JustPaste.it

Emigrowac to troche jak umrzec

Nikt nie wie co się będzie działo za kotarą ,tylko dzieci sie nie boją

Nikt nie wie co się będzie działo za kotarą ,tylko dzieci sie nie boją

 

ee05f8317e07876d462b54ae6cc28f29.jpg

 

Ile razy można się narodzić i ile razy umrzeć.

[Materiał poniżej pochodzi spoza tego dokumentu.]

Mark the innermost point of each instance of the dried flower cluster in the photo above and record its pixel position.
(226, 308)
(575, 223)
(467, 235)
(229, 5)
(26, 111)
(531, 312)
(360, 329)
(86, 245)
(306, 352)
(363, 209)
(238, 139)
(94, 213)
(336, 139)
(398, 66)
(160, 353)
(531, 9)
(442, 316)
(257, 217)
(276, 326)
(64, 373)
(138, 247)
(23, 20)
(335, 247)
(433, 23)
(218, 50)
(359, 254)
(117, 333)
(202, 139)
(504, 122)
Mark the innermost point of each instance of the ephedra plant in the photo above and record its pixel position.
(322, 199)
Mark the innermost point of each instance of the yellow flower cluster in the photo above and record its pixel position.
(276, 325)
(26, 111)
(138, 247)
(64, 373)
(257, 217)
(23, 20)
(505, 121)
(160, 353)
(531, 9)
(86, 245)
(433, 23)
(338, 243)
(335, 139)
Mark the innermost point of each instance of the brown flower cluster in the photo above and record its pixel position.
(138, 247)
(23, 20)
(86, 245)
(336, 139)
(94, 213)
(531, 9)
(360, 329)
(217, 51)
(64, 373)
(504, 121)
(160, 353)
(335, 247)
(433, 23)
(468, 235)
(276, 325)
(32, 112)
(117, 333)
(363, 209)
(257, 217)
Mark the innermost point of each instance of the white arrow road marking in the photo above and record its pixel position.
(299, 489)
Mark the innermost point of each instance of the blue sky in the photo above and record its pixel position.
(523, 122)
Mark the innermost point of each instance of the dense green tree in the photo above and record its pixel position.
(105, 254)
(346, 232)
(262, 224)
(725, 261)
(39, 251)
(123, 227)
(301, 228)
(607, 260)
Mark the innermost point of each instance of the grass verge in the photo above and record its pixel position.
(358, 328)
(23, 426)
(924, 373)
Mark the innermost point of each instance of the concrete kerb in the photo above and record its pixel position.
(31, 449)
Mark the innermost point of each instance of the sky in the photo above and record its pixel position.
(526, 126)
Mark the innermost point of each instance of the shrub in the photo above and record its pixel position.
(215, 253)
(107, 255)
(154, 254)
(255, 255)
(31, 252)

Okazuje się, że człowiek ma taką niesamowitą siłę do odradzania się, jak ogon jaszczurki. Czuje się trochę gorzej niż jaszczurka, bo ona to dostała w prezencie od biologii. Odradzać się trzeba się nauczyć. Polacy to szczególny naród. Upadał i powstawał, a teraz trzeba emigrować, po marzenia po chleb po egzystencję. Ciągle obiecywać sobie powrót i nie wrócić nigdy.

 

 

 

Zamknięte drzwi stają się obce i muszą być obce, bo jak inaczej? Często pytam ludzi mieszkających tu i tam i w końcu wszędzie nie u siebie, kiedy wracasz? Na to pytanie wszyscy jak jeden mąż odpowiadają, jak pójdę na emeryturę.

 

 

 

Czy wobec tego nasza ojczyzna ma być wylęgarnią siły roboczej, pojemnikiem na embriony, domem starców. Nie jesteśmy nawet narodem koczowniczym, bo to by ratowało nam wiele wartości, ale jak wytłumaczyć dziecku gdzie pojechał tatuś, mamusia, dlaczego nagle musi isć do szkoły, w której nikt nie chce się z nim bawić?

 

 

 

Nie wiem co takiego pięknego jest w określeniu jestem obywatelem świata, obojętnie jaki autorytet to wymyślił. Nie ma kary za wynarodowienie? Nie ma litości dla ludzi. Wiem, że temat jest trudny dlatego zapraszam tęgie głowy do dyskusji. Dlaczego musiałam wyjechać ze swojego kraju, kto wykopał mnie z gniazda? Jeśli zrobiłam to sama, to znaczy, że musiałam wybierać. Teraz już nie mogę wybierać. Teraz to tak, jak bym trochę umarła i to wcale żadne patetyczne słowa, ale cholernie toporna prawda.

 

 

 

Gdybym jeszcze raz mogła decydować o swoim życiu. Tam za kotarą stoi mój wróg, a ja nie wiem jak z nim walczyć. Do usłyszenia emigrantka na powrót donikąd.